The ‘West Coast Stetson’ White Cap at the Smithsonian’s “America on the Move”

July 29, 2009


There is a piece that stands out over the rest in the current exhibition “America on the Move” at the National Museum of American History: a white cap with a snap brim made for Stockton head-wear company Dorfman Pacific.

The main character of the story (picture) is Herb Mills, a longtime member and officer of ILWU Local 10 in San Francisco. The interviewed him and this is a hint:

He wore the cap for those purposes before donating it along with other artifacts from his maritime career, such as a hard hat and various cargo hooks, to the Smithsonian.

“I’ve got a white cap on right now,” Mills said Tuesday by telephone from his Berkeley home. “It’s a public acknowledgement that you’re a longshoreman.”

At union functions he would wear what once was a nearly universal uniform for dock workers, the “Stetson,” a blue-and-white striped work shirt called a “hickory” and black denim pants, “what we called back then Frisco jeans.”

The museum in particular focused on the transformation of the ports of San Francisco and Oakland from the 1960s to the 1970s as maritime transportation shifted largely from loose cargo to having nearly everything packed into standardized containers.

Where longshore workers once used hooks, hand trucks and pure muscle to move boxes, bales, bags, cases and pallets, oversized machines took over plucking the truck-trailer-size steel boxes from ships’ holds.

“San Francisco was the major port since the Gold Rush, and now there’s not an ounce of cargo that goes through there,” Mills said. Nearly all the trade has shifted to Oakland with its giant banks of container cranes.

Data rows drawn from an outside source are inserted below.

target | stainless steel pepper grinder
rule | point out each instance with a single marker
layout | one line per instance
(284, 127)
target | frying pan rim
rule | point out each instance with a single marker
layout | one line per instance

Eight triangular sections of cloth form a circle and meet in a white button at the top. Often called the “West Coast Stetson,” this white cotton cap with a visor that snaps to the upper part of the cap was worn by West Coast mariners, particularly longshoremen and sailors. Black “Frisco” jeans and a “hickory,” a blue and white striped shirt, went along with this soft cap that was once a signature part of “the usual rig” that men wore to express their occupational identity. It also had a safety function: as they could be spotted even in the dark holds of ships by men on deck who were lifting and lowering heavy sling loads. By the early 1970s, it became obligatory to wear hardhats, since working aboard vessels and on the docks was a very risky occupation. Today, however, longshoremen still wear the “West Coast Stetson” at special union meetings and events.